# Watery eyes



## clairerobinson73

Hello fellow chicken lovers; 3 of my 5 13 week old chicks have bubbly watery eyes...any ideas what this may be? They seem happy otherwise. 
I have only had these girls for 5 weeks and its a steep learning curve!


----------



## clairerobinson73

Watery bubbly eye!


----------



## RickaRae

I've never seen that! Have you found a cause? How are your girls doing?


----------



## Sarah10Chickens

Few of mine had this. It's a symptom of mycoplasma. Put mine on tylan for 3 days & all great now. Although we did loose one :/


----------



## clairerobinson73

They still have watery eyes and are sneezing! They are well otherwise; eating, drinking and active. I have picked up a 'cocktail' from a local farm where I bought them which I have added to their water as directed. Hope they'll be ok...we've only had them 6 weeks!


----------



## Sarah10Chickens

Hopefully will work.
, we had ours a few days when we noticed & contacted person they sent antibiotics. This weekend we would of had them 6 weeks & we r taking one back as she still ill & getting replacement for her & the dead one. Yes most of ours were ok jus runny nose/beak sneezing, bubbles in eyes. The one that died was very timid so maybe affected her worse as stress of moving to us. But she showed signs like not eating etc before dying. Fingers crossed for you! It's horrible isn't it getting new birds & then stressing because they are ill! These are our first chickens! 
X


----------



## Sarah10Chickens

If doesn't work ask them for Tylan they may give you some?
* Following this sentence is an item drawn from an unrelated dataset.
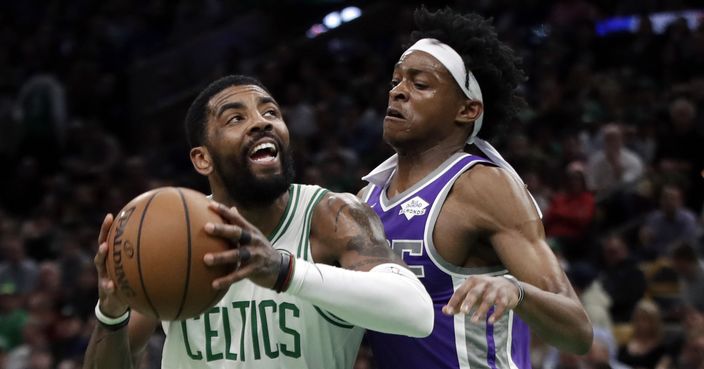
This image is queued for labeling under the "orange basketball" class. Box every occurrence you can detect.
[107,187,230,320]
We could see a difference in a day, was great. The bird we r returning does hav different symptoms too, swollen face etc.


----------



## clairerobinson73

Thanks Sarah....I'm learning fast. They are such fun and we are so attached to them already...we've never kept them before either. Hope all goes well with your new birds. X


----------



## Sarah10Chickens

Same with us, the breeder offered to swap them a but we were attached in a few days! So kept them! How many do you have .


----------



## clairerobinson73

I have 5 Sarah.....funny little things, very therapeutic....I love them....but they are still sneezing!!


----------



## clairerobinson73

Just to update you on my flock: they have had two lots of Tylan and are much better. It was a bit touch and go at the end of last week as two were quite unwell and wheezing. I'm relieved to say they are now much happier. The farmer said that Mycoplasma is very common here in free range chickens as they pick it up from wild birds. Thanks for all your advice.


----------



## RickaRae

So glad to hear your flock is doing better!!!


----------



## Sarah10Chickens

That's great news


----------



## crabapple

I ask a friend about the watery eyes/cold & he said the same thing as posted here.
He also said his Gran mother use 1 teaspoon of epson salt in a gallon of drinking water for the hens.
Please research this for yourself, as I have not tried it as of this post.


----------



## robin416

crabapple said:


> I ask a friend about the watery eyes/cold & he said the same thing as posted here.
> He also said his Gran mother use 1 teaspoon of epson salt in a gallon of drinking water for the hens.
> Please research this for yourself, as I have not tried it as of this post.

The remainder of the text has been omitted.